Transcriptome sequences are a valuable resource, especially for species without a completely sequenced genome, such as peanut. They accelerate gene discovery, provide an asset for molecular markers development and allow expression analysis and evolutionary genome dynamics studies. In the present study, Next Generation Sequencing (NGS) enabled the generation of large numbers of sequence reads in a rapid and cost-effective manner, and enabled the development of genomic resources for the exploitation of the stress resistances harbored by two wild diploid relatives of peanut.
Some recent studies have indicated that short reads from 454 GS 20 and GS FLX can effectively be used to characterize gene regions in a number of less studied species, including some tropical legumes [26, 28–30, 45, 46]. In the present study, the average read length for both species was of 280 bp, which allowed estimated genome coverage of up to 163 Mbp of high quality reads for both diploid Arachis genomes studied in a single sequencing run. In comparison with other studies in legumes, a relatively small number of singletons were produced (8,922 for A. duranensis and 10,189 for A. stenosperma), furthermore the average length and number of reads per contig assembled was comparatively high (475.5 bp and 26 reads/contig) (Table 2) [27, 29, 47]. This may in part be due to very stringent quality and assembly parameters used, which also may partly explain that only 5% of the contigs produced in this study (1,012) failed to show significant functional annotation.

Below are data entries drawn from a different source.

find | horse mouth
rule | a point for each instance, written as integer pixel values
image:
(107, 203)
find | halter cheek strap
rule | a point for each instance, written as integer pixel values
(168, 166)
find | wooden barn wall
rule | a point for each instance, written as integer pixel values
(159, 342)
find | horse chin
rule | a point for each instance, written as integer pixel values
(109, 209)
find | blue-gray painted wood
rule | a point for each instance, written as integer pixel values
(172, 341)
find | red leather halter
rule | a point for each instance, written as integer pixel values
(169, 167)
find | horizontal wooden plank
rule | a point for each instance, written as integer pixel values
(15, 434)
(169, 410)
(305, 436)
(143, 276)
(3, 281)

The lack of a complete sequenced and annotated reference genome makes it very difficult to estimate the genome coverage obtained in this study for both species analyzed. However, if we take as comparison other diploid legume genomes which have already been completely sequenced and assume the same number of genes, as for Medicago truncatula (38,835) and Lotus japonicus (42,395), we could suggest that up to 54% of the A. duranensis (21,714) and 44% of A. stenosperma (17,912) unigenes were covered in our work. However, it is also important to be aware that more than one contig or singleton can be originated from a single gene due to either non-overlapping sequence reads or high levels of sequence error in a single read .
Transcription factors (TFs) are of special interest due to their role in controlling plant developmental processes and responses to environmental conditions, including functions of key importance to agronomic performance . They have an essential role in the signal transduction networks that leads from the perception of stress signals to the expression of stress-responsive genes, and, as opposed to most structural genes, tend to control multiple pathway steps within a transcriptional cascade . Therefore, TFs are expected to be excellent candidates for modifying complex traits in crop plants, with TF-based technologies likely to be a prominent part of the next generation of successful biotechnology crops [48, 49]. In the present study, 1% of the transcripts were identified as transcription factors (TFs). Their overall distribution among the various known TF protein families was compatible with previous studies in other legumes such as soybean, chickpea, pigeonpea and cultivated peanut [4, 28, 30, 50, 51], with bZIP, MYB, NAC, bHLH, AP2-EREBP and WRKY highly represented in both A. duranensis and A. stenosperma transcripts.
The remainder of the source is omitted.